It's one thing to attract talent. It's another effort entirely to cultivate high-performing teams and then give those teams reasons to stay with your company. With a low unemployment rate, talented people are in strong demand.
Let's explore how you can incentivize the teams you build in this competitive economy. It turns out that attractive and appreciated incentives extend well beyond the benefits package. Supporting teams and retaining talent is a cross-company effort—and you might be surprised that the most attractive “benefits" that keep high-performing teams intact are the least tangible.
Going Beyond Typical Incentives
Mike Ganino's day-to-day is all about getting companies excited and revving-up corporate cultures. As the author of Company Culture for Dummies, he's consistently hip deep in the hard work of helping companies not just understand their own cultures but also build cultures that retain top talent and foster high-performing teams.
“Employees today are looking for so much more than a paycheck," says Ganino. “People are looking to level up their skills, make real connections and build relationships with mentors. The days of ping-pong tables and nap rooms being a competitive advantage are over. Work can be a place where people self-actualize."
—Carey Lohrenz, author
So, how do you encourage your high-flyers to fly even higher and offer the support they need to soar?
Carey Lohrenz, author of Fearless Leadership, hails from one of the toughest team-building environments in the world: The United States military. As the first woman to be a U.S. Navy F-14 Tomcat pilot, she's beyond familiar with what it takes to build high-performing teams, both in the sky and at sea level.
“A culture of high performance tends to attract people who are willing to work hard. Fearless leaders build a culture of trust and accountability, one based on purpose and progress," says Lohrenz.
“The best way to drive these performance factors is through debriefing, which creates a culture of trust and accountability," she continues. "When trust and accountability are part of your team's culture, the benefits extend beyond teamwork to retention."
If ping-pong tables are out and trust and accountability are in, how can companies like yours create incentives that go the extra mile? How can you nurture teams beyond the typical benefits package?
The Evolution Towards Professional Support
While clubs and awards offer tangible validation for a job well-done, the intangible benefits are the ones high performers most desire.
“I've heard over and over from employees in every industry that the big things they want are frequent and meaningful discussions with their peers and manager about how to level up their work," says Ganino.
“They want to learn, grow and contribute in higher ways," he continues. "Companies that invest heavily in frequent and candid career growth conversations are winning big to retain the best performing employees."
Lohrenz agrees, and also advocates for supporting high-performing teams by becoming a part of those teams. Relationship building is key.
“You can't expect your team to blindly follow your leadership if you haven't bothered to invest any time getting to know them or develop them," says Lohrenz. “A real human connection builds a solid foundation for the time when you really need your team to power through an extreme situation."
High-performing employees want to push their own limits and continue to develop. While a traditional benefit package might nurture an employee's physical well-being, incentives for the marketplace's in-demand talent and your most innovative team members should address a company's commitment to intellectual and professional development.
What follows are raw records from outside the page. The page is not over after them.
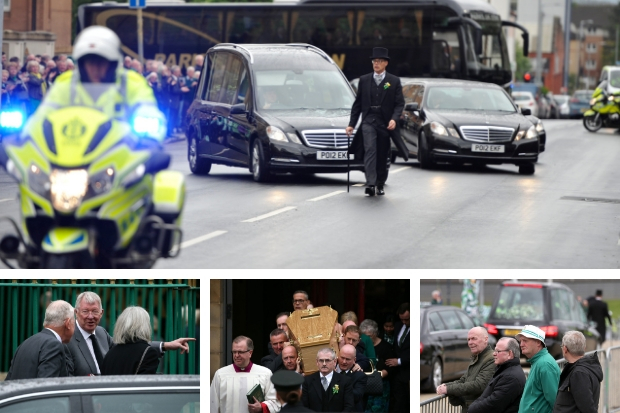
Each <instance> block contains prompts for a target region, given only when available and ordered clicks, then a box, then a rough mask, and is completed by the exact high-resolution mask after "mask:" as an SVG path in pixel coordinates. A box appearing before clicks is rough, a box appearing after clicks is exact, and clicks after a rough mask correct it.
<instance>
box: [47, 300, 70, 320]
mask: <svg viewBox="0 0 620 413" xmlns="http://www.w3.org/2000/svg"><path fill="white" fill-rule="evenodd" d="M67 318H74V316H73V307H71V304H69V303H68V302H66V301H63V300H56V301H52V303H51V304H50V305H48V306H47V309H46V310H45V320H43V327H48V326H49V327H61V326H62V325H63V324H64V323H65V320H66V319H67Z"/></svg>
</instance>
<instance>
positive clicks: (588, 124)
mask: <svg viewBox="0 0 620 413" xmlns="http://www.w3.org/2000/svg"><path fill="white" fill-rule="evenodd" d="M583 126H584V128H586V129H587V130H588V131H589V132H596V131H598V130H599V129H600V128H602V127H603V119H602V118H601V116H600V115H599V114H598V113H597V114H596V115H594V116H584V117H583Z"/></svg>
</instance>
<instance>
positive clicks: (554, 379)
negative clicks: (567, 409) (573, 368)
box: [515, 325, 560, 413]
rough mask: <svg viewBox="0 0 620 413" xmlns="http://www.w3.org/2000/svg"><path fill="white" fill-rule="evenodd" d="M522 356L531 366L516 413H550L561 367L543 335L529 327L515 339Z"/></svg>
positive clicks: (517, 336)
mask: <svg viewBox="0 0 620 413" xmlns="http://www.w3.org/2000/svg"><path fill="white" fill-rule="evenodd" d="M515 338H516V339H517V341H519V345H520V347H521V353H523V355H524V356H525V357H527V362H528V363H530V364H531V366H532V367H531V368H530V374H529V376H528V378H527V381H526V382H525V388H524V389H523V396H522V397H521V403H520V404H519V413H526V412H527V413H530V412H536V413H551V412H553V405H554V404H555V397H556V396H557V393H558V383H559V382H560V368H559V367H558V364H557V363H556V362H555V360H554V359H553V357H552V356H551V354H549V351H547V345H546V344H545V332H544V331H542V330H541V329H540V328H538V327H536V326H532V325H526V326H525V327H523V330H521V332H520V333H519V334H517V335H516V336H515Z"/></svg>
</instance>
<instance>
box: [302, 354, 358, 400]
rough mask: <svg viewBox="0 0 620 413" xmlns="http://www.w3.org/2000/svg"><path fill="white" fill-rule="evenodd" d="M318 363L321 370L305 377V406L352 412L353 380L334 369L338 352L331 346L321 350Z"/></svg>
mask: <svg viewBox="0 0 620 413" xmlns="http://www.w3.org/2000/svg"><path fill="white" fill-rule="evenodd" d="M316 365H317V367H318V368H319V371H317V372H316V373H314V374H311V375H309V376H306V377H305V379H304V384H303V387H302V392H301V400H302V402H303V404H304V406H305V407H307V408H309V409H311V410H314V411H315V412H352V411H353V408H354V404H353V389H352V388H351V380H350V379H349V378H348V377H347V376H345V375H343V374H340V373H337V372H335V371H334V369H335V368H336V352H334V350H332V349H331V348H329V347H326V348H323V349H321V350H319V352H318V353H317V355H316Z"/></svg>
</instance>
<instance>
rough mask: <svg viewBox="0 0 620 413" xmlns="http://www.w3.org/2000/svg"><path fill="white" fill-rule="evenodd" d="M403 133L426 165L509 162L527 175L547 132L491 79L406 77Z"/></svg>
mask: <svg viewBox="0 0 620 413" xmlns="http://www.w3.org/2000/svg"><path fill="white" fill-rule="evenodd" d="M403 95H404V96H405V103H406V105H405V110H404V111H403V114H402V116H401V125H400V126H401V136H402V137H403V140H404V141H405V144H406V145H407V147H408V149H409V153H410V155H411V156H412V157H417V158H418V162H419V163H420V166H421V167H422V168H424V169H430V168H433V167H434V166H435V165H436V164H437V162H452V163H458V164H463V163H470V164H481V165H486V164H503V163H510V164H514V165H517V166H518V167H519V173H521V174H526V175H531V174H533V173H534V171H535V166H534V165H535V163H536V162H537V161H538V155H539V154H540V152H542V151H544V147H545V141H546V135H545V132H544V128H543V125H542V122H540V120H539V119H538V118H535V117H533V116H530V115H531V112H530V111H529V110H527V109H523V110H520V109H519V108H518V107H517V106H516V105H515V104H514V102H513V101H512V99H511V98H510V96H509V95H508V94H507V93H506V92H505V91H504V90H503V89H502V88H501V87H499V86H497V85H494V84H491V83H482V82H472V81H466V80H451V79H409V80H407V81H405V82H404V84H403ZM393 156H394V155H393Z"/></svg>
“The incentives I've seen [that] not only help an organization but also help employees achieve personal growth have been centered around providing people with opportunities to continue to develop their skills—whether attending conferences, paying for education or sponsoring a company book club," says Ganino.
With these beyond-the-box incentives in mind, how do you figure out what your high performing teams would most value? The answer's only a question (or three) away.
How to Reassess and Develop Incentives for High-Performing Teams
“Too often the C-suite merely guesses or assumes what really matters to their employees instead of getting out from behind their desk," says Lohrenz. “Fearless leadership is not accomplished by sitting behind a desk or by dictating demands or asking questions via email."
Ask your high-performing teams what kind of support and incentives they'd value most. And do it in person, face to face.
Also, be prepared to make incentives fluid and responsive to your industry trends and offer team members opportunities to personalize how they access incentives. This can come by way of a set budget per team member so individuals can customize how they spend their budget each year.
You could even consider ways to further incentivize teams through annual development budget increases, degree programs or other educational opportunities that benefit both employee and company in the long run.
And when designing your incentive programs, don't forget to cull the data from the questions you've already asked.
“Savvy companies look at information learned during interviews and exit interviews to see what programs employees liked the best," says Ganino.
“The reality is that culture is about relationships, norms and how groups of people get things done together," says Ganino. “Simply having pet insurance or catered lunch doesn't do a lot to improve the quality of relationships of employees."
And that's the key to high-performing teams: Creating an environment where your employees can develop those valued and trusted relationships.
“Your people are your biggest asset," says Lohrenz. “Better than any incentive trip, free gym membership or pack of steaks at the holidays, creating an environment where your teammates feel valued is the biggest benefit you can give."
As you rethink incentives, don't forget about the value intangibles play in strong, healthy company cultures. And don't be afraid to ask your top performers what they want. Odds are, they'll be happy to tell you and grateful you asked.